By Paul Gable
The S.C. House plan to fix roads is still in the planning stages, but the politics in it resembles the best thoughts of Niccolo Machiavelli.
Rep. Gary Simrill, R-York, will, reportedly, introduce the plan next week. Simrill chaired a special committee over the summer and fall that developed the plan.
Highlights of the plan include lowering the state’s gas tax at the pumps from its current 16.75 cents to 10.75 cents, but it would add a six percent sales tax to gas sales at the wholesale level. Not only would the wholesale tax be passed on to the consumer by being added to the price of gas at the pump, but it would increase overall gas taxes paid by the end consumer. (If you reduce a tax by 6 cents, but add back a 6 percent tax, any price over $1 per gallon results in a tax increase. Low as gas prices are right now, they are still considerably more than $1.)
The combined tax increase (retail gas tax plus wholesale sales tax) would be capped at 26.75 cents.
Why not just raise the gas tax and be done with it? Because this way the total amount of the tax increase can be hidden from much of the public.
In addition to raising the gas tax, the Simrill plan increases maximum sales tax on car purchases from the current $300 to $500. A maximum $500 sales tax on a new Mercedes, BMW or Lexus is still quite low, with respect to the purchase price of the car.
What it does though is increase sales tax on the low end used car buys. Under the S.C. House plan, the sales tax doesn’t max out until the cost of a car reaches $10,000, up from the current $6,000.

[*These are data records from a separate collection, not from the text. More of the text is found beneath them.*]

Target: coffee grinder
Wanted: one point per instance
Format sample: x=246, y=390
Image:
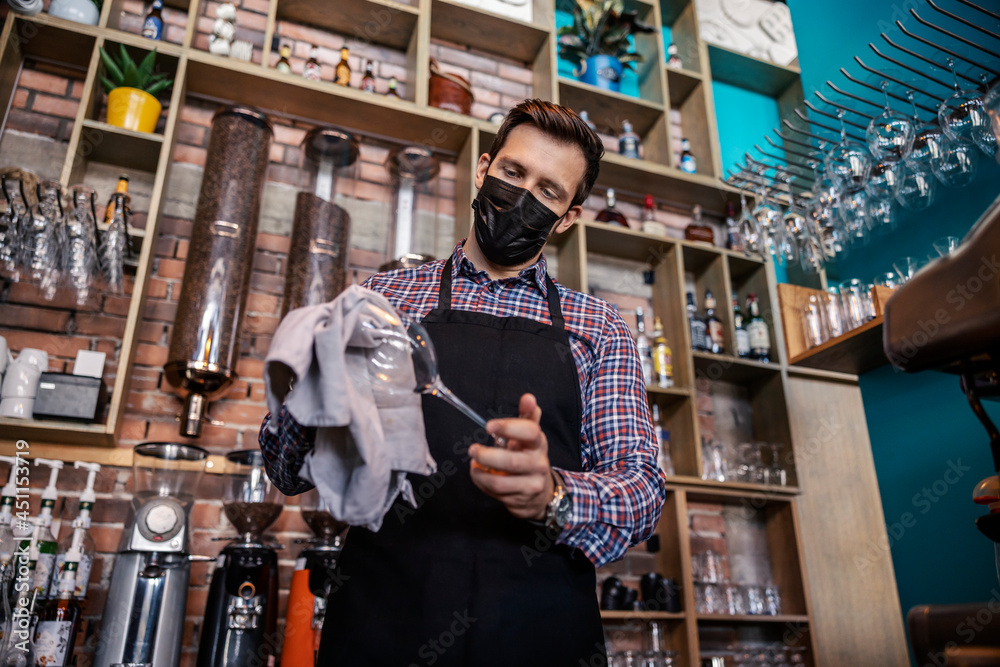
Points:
x=242, y=612
x=312, y=581
x=143, y=620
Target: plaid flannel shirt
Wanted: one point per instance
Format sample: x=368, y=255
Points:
x=618, y=497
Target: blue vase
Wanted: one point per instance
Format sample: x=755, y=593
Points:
x=602, y=71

The S.C. House road plan, if passed as now proposed, increases taxes but shunts the effects of that tax increase toward the lower end of the income scale. What else would we expect from S.C. legislators?
But that’s not the most Machiavellian part.
The S.C. House plan seeks to shift maintenance costs from the state to the counties on nearly 50% of the overall miles of roads currently maintained (or not) by the state.
Because that proposal met with considerable ire at the county level, Simrill, reportedly, now wants to make the shift of roads to the counties optional.
The counties will be asked to assume maintenance costs for the same percentage of state roads, but they will have the chance to opt out.
To sweeten the deal, the S.C. House plan proposes to increase the amount of state gas tax returned to the counties who opt in and take over maintenance of current state roads.
Currently, the state returns approximately 2.66 cents per gallon of gas tax back to the counties based on a complex formula of road miles, population and the like. These are called “C” funds.
For counties who opt in to the S.C. House plan, “C” funds would eventually be increased from the current 2.66 cents per gallon to 6 cents per gallon with a proviso that all counties who opt in would receive $1 million in extra transportation funds in the first year of the plan.
But “C” funds are disbursed by County Transportation Committees in most counties in the state. The committee members are appointed by the county legislative delegation and have no obligation to give the money to county governments.
Through the years, CTC’s have given “C” fund money to those with the most political pull for special interest projects that don’t benefit most taxpayers.
For example, in the past those funds have been used to pave what are essentially private driveways to private hunting clubs, build sidewalks and bike paths in exclusive neighborhoods and build boat ramps.
Pity the poor county that opts in to the S.C. House plan, then, watches its CTC use “C” fund money for everything but road maintenance.
Any plan is a start, but the S.C. House plan needs to remove Machiavelli from this current proposal or it will be business as usual for S.C. roads.